J’ai rencontré Anna, quelques mois plus tard, à l’occasion d’une fête chez Delphine, cette amie commune violoniste. Je ne comptais pas venir. J’étais crevé. J’avais enchaîné trop de gardes. Et surtout, je n’avais aucune envie de rencontrer celui que Delphine appelait « mon fiancé ». Ce qui m’a décidé, c’est sans doute la peur de me laisser abrutir par le boulot et la fatigue au point de ne plus sortir de la clinique. Delphine habitait toujours, porte de Pantin, près du conservatoire de musique où elle a fait ses études. Je n’y étais pas retourné depuis l’époque où je venais l’y rejoindre à n’importe quelle heure du jour ou de la nuit, généralement en sortant de l’hôpital.
Les femmes qui ont des fêlures doivent exercer sur moi un attrait particulier. Le soir de cette fête, je n’ai pas quitté Anna des yeux, avant même de faire sa connaissance. Il ne s’agissait pas de séduction physique, bien qu’elle ait un charme très singulier auquel on peut être sensible, surtout quand elle se montre ouverte aux autres, comme c’était le cas ce soir-là. Non, ce qui m’a intrigué, c’est son état d’alerte constant. Quelqu’un qui ne connaît jamais le repos, voilà la première impression que j’ai eue d’elle. Elle papillonnait d’un groupe à l’autre avec vivacité, affable, souriante, mais avec toujours ce regard inquiet qu’elle lançait furtivement autour d’elle. Elle semblait donner le change en permanence. Je me suis dit qu’elle dépensait beaucoup d’énergie pour se cacher.
Je lui ai tendu un verre quand elle s’est approchée du buffet où je prenais racine. Elle m’a appris qu’elle avait vécu ici avec Delphine quand elles étudiaient ensemble au Conservatoire. Je lui ai confié que, moi aussi, j’avais un peu vécu ici mais que je ne connaissais aucun invité. (On se voyait toujours seul à seule avec Delphine, c’est maintenant seulement que j’en prenais conscience.) « Alors vous n’êtes pas musicien. Il n’y a que des musiciens ici ! » remarqua Anna.

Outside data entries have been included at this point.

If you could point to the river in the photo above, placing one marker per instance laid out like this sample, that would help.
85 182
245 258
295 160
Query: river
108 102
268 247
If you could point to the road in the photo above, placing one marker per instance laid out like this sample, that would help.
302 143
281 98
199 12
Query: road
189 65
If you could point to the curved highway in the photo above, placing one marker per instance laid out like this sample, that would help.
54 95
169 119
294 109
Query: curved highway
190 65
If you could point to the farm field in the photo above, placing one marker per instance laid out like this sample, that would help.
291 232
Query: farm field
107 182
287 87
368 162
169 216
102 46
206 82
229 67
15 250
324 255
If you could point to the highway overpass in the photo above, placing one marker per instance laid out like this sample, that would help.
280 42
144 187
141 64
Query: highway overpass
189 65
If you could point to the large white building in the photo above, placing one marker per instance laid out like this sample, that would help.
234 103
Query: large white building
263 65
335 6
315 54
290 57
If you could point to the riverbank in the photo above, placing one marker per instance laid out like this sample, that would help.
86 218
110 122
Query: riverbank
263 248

Je lui ai demandé de quel instrument elle jouait.
– Flûte traversière. Enfin j’en jouais. J’ai arrêté, l’année dernière. Mais je continue à donner des cours de solfège pour gagner ma vie.

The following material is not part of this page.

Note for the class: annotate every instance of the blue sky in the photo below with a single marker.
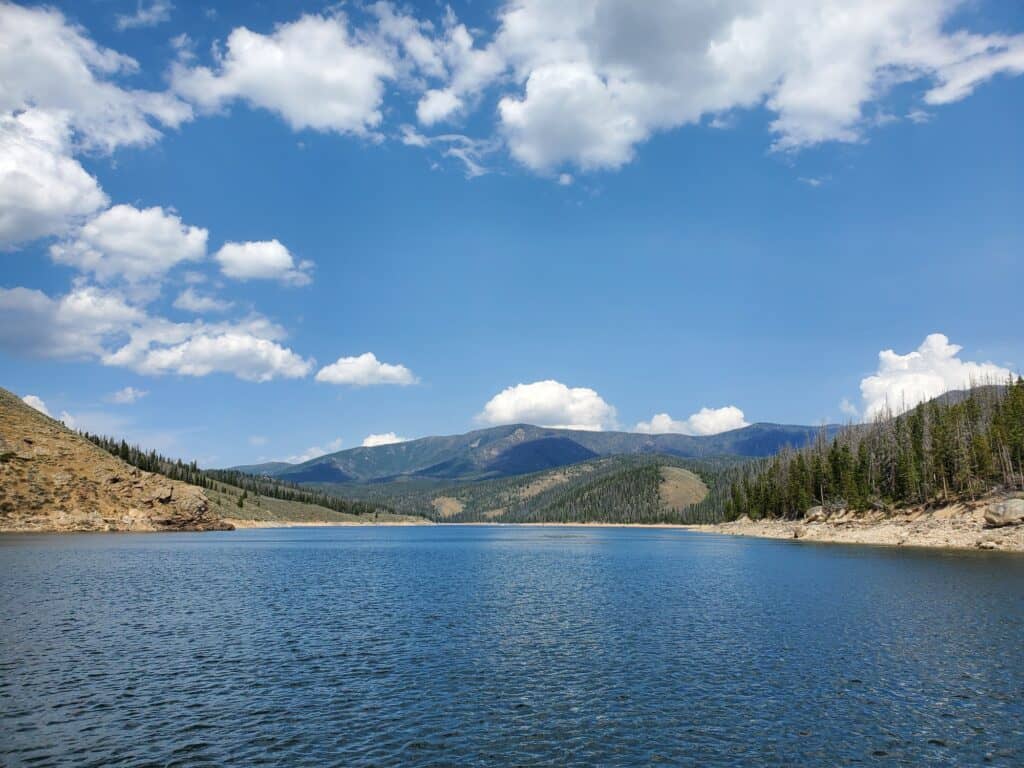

Je me suis laissé émouvoir par son histoire de musicienne maudite aux allures de drame romantique. J’hésitais à lui poser des questions, de peur de remuer des souvenirs douloureux, mais elle me répondit sans réticence. Elle me raconta que ses déboires n’étaient pas arrivés du jour au lendemain. C’était l’aboutissement d’un lent processus au cours duquel le trac l’avait dévorée. Jusqu’à cette fameuse Neuvième de malheur. Ce qui m’a le plus étonné, c’est qu’elle ne jouait plus, même quand elle était seule.
– À quoi bon répéter pour rien ? Il n’y a pas de répertoire pour flûte solo. Si t’es pas fichu de jouer avec les autres, cet instrument n’a aucun sens !
– C’est surtout avec les chefs d’orchestre que t’avais du mal, non ? Il n’y a pas de formations sans chef ?
– Dans les ensembles baroques, c’est le premier violon qui donne les départs. Ça m’aurait peut-être mieux convenu. Sauf que le chef n’y était pour rien, en fait.
– Comment ça ?
– J’y arrivais plus. Mon corps refusait l’instrument. J’arrêtais pas de somatiser ! Des aphtes, des crampes au poignet, des douleurs dorsales… Toutes les parties du corps qui sont sollicitées pour la flûte. J’étais sans cesse embêtée !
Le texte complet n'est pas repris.